The year ended with a bang, with ransomware groups like BlackCat executing high-profile events like Caesars and MGM hacks and disruption across the healthcare industry with the attack on UnitedHealth.
Davis added that data exfiltration, in which data is copied, transferred or retrieved from a computer or server without authorization, has become a major component of cyber attacks.
“So, I think 90 percent of ransomware attacks now include elements of data exfiltration,” she said. “That is bringing about sort of new waves of third-party claims.”
Indeed, privacy regulation is creating claim activity from class-action litigation filed as a result of unauthorized collection of personal data.
“We’re looking at those elevated risk controls that were implemented by the business community in recent years and making sure that those do keep relevant and keep pace with some of the new tactics and techniques that these attack groups are using,” Davis said.
A Broader Lens
With all of these challenges in mind, Perkins said it’s critically important for insurers to examine portfolios through a broader lens when it comes to cyber risk.
“It’s making sure that you’re doing it in partnership with those who you work with—reinsurance brokers being one—with the modeling firms that you choose to subscribe to where you have direct relationships there,” he said. “Similar to having the wherewithal to respond in a cat event, you really need to have the wherewithal within your actuarial base, whether it’s exposure management, pricing, capital modeling. You really need to make sure that you have resources dedicated to the analysis around cyber.”
This is an ongoing process because risks are ever-evolving, panelists agreed.
“We have, as a market, significant penetration into the U.S. market, but there are other markets around the globe [where] that’s not necessarily the case, and there’s a lot of green fields,” Perkins said. “Before you know it, you can have some accumulation building. If you’re a global organization, that builds quickly—where you can have some points of aggregation that maybe you didn’t realize.”

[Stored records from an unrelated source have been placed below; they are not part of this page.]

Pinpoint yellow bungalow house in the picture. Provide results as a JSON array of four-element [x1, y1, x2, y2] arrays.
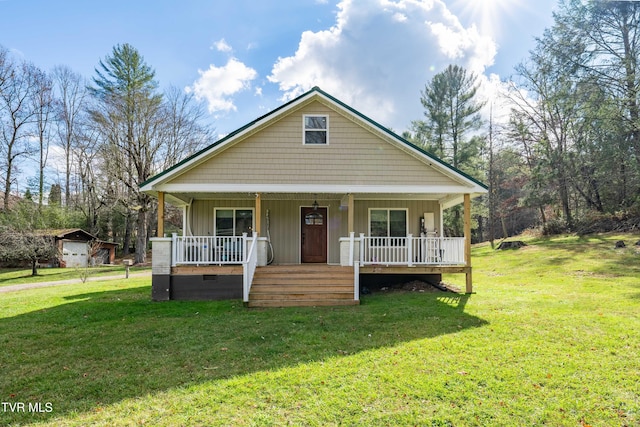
[[141, 87, 487, 306]]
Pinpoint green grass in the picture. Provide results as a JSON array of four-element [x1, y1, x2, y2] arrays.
[[0, 236, 640, 427], [0, 265, 151, 287]]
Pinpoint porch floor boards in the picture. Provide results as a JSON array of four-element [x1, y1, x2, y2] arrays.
[[248, 264, 359, 307]]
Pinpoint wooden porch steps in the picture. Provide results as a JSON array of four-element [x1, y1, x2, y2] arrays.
[[248, 264, 359, 307]]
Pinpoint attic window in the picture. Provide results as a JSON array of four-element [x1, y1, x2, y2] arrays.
[[304, 115, 329, 145]]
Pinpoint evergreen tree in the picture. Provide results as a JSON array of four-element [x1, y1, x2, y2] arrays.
[[90, 44, 162, 263]]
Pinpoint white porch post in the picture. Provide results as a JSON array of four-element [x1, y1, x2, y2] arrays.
[[254, 193, 262, 234], [157, 191, 164, 237]]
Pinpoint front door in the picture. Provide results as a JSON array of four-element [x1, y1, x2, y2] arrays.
[[300, 207, 327, 263]]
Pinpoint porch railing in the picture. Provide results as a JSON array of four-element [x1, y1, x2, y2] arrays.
[[171, 233, 251, 266], [359, 234, 466, 266]]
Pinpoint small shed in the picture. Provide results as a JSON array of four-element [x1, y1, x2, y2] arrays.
[[48, 228, 117, 267]]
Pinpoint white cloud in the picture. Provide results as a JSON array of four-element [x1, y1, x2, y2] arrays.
[[268, 0, 496, 132], [211, 39, 233, 52], [186, 58, 258, 114]]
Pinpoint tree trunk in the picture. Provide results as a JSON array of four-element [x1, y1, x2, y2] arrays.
[[135, 206, 148, 264], [122, 210, 132, 255]]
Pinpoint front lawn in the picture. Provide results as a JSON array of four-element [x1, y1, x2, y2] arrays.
[[0, 265, 151, 287], [0, 236, 640, 427]]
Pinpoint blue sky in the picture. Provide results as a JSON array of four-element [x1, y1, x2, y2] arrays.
[[0, 0, 556, 135]]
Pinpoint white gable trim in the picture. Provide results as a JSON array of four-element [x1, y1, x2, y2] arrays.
[[140, 88, 487, 194]]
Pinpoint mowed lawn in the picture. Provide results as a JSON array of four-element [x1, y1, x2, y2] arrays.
[[0, 235, 640, 426]]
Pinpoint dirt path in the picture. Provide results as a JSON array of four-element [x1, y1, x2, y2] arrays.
[[0, 271, 151, 294]]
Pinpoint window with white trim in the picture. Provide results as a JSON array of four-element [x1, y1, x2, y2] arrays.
[[303, 115, 329, 145], [214, 208, 254, 236], [369, 208, 408, 237]]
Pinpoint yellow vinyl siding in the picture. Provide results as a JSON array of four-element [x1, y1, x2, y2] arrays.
[[190, 199, 347, 264], [171, 101, 457, 189]]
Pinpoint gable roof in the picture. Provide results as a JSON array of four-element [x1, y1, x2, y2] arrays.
[[140, 87, 487, 201]]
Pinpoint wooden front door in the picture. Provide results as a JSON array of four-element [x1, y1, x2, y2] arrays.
[[300, 207, 327, 263]]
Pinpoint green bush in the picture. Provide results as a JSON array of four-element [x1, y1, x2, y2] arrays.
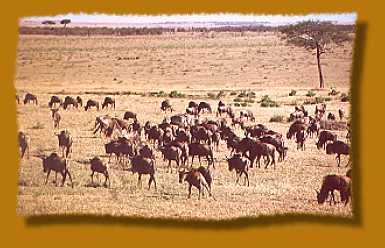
[[269, 115, 287, 122], [306, 90, 315, 97], [289, 90, 297, 96]]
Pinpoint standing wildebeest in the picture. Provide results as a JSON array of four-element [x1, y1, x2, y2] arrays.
[[102, 96, 115, 109], [160, 100, 173, 113], [63, 96, 79, 110], [317, 130, 337, 149], [123, 111, 136, 120], [130, 155, 156, 190], [295, 130, 307, 151], [51, 109, 61, 129], [188, 143, 215, 168], [48, 96, 61, 108], [326, 140, 350, 167], [316, 175, 351, 205], [84, 99, 99, 111], [179, 167, 215, 200], [90, 157, 111, 186], [24, 93, 37, 105], [57, 130, 73, 158], [42, 152, 74, 188], [226, 153, 250, 186], [18, 131, 30, 158], [76, 96, 83, 107]]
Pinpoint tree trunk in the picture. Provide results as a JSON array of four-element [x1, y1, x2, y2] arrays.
[[317, 44, 325, 89]]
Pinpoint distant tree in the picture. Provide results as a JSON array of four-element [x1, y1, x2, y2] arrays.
[[280, 21, 352, 88]]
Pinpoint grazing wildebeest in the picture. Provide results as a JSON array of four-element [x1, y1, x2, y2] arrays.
[[326, 140, 350, 167], [57, 130, 73, 158], [317, 130, 337, 149], [123, 111, 136, 120], [179, 167, 212, 200], [226, 153, 250, 186], [327, 113, 336, 121], [51, 109, 61, 129], [41, 152, 74, 188], [24, 93, 37, 105], [90, 157, 111, 187], [295, 130, 307, 151], [102, 96, 115, 109], [84, 99, 99, 111], [130, 155, 156, 190], [198, 102, 212, 114], [188, 143, 215, 168], [48, 96, 62, 108], [18, 131, 30, 158], [160, 100, 173, 113], [63, 96, 79, 110], [316, 175, 351, 206], [76, 96, 83, 107]]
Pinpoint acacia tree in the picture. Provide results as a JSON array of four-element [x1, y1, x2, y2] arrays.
[[281, 21, 351, 88]]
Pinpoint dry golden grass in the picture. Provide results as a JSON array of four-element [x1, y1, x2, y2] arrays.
[[15, 33, 352, 220]]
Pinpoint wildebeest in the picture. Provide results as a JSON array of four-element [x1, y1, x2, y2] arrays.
[[51, 109, 61, 129], [90, 157, 111, 186], [102, 96, 115, 109], [316, 175, 351, 205], [123, 111, 136, 120], [84, 99, 99, 111], [179, 167, 212, 200], [160, 100, 173, 112], [317, 130, 337, 149], [24, 93, 37, 105], [57, 129, 73, 158], [18, 131, 30, 158], [226, 153, 250, 186], [41, 152, 74, 188], [63, 96, 79, 110], [198, 102, 212, 114], [48, 96, 62, 108], [326, 140, 350, 166], [130, 155, 156, 190]]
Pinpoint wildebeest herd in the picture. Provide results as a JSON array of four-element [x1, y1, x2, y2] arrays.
[[16, 93, 351, 205]]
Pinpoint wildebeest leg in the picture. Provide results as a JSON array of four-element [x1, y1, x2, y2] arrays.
[[44, 170, 51, 185]]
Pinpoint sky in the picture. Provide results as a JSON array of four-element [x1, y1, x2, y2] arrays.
[[21, 13, 357, 25]]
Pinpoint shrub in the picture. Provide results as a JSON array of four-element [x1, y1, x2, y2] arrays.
[[289, 90, 297, 96], [306, 90, 315, 97], [269, 115, 287, 122]]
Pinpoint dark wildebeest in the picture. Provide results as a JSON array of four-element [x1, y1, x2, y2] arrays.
[[51, 109, 61, 129], [160, 100, 173, 113], [295, 130, 307, 151], [239, 109, 255, 121], [57, 130, 73, 158], [226, 153, 250, 186], [102, 96, 115, 109], [84, 100, 99, 111], [327, 113, 336, 121], [48, 96, 62, 108], [198, 102, 212, 114], [41, 152, 74, 188], [326, 140, 350, 167], [317, 130, 337, 149], [123, 111, 136, 120], [90, 157, 111, 187], [316, 175, 351, 206], [24, 93, 37, 105], [188, 143, 215, 168], [76, 96, 83, 107], [130, 155, 156, 190], [63, 96, 79, 109], [179, 167, 212, 200], [18, 131, 30, 158]]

It’s more than leveraging third party tools, he said. Insurers need to think about using the right tools and building the right models to understand the risks they face.
“And working out what you’re going to toggle on and off within the model to be able to help shape it better to the risk that you’re taking because there are a lot of assumptions that are taken by the modeling firms for good reason, that don’t necessarily fit your portfolio construction,” Perkins said.
Insurers also need to be strategic about how they’re acquiring capital to back the risks they’ve taken, he added.
“What I’m saying by that is thinking about the rated reinsurance world—the investment community through ILS or other creative structures—and thinking about what today looks like, but more importantly what we need in four or five years’ time as the market grows,” he said.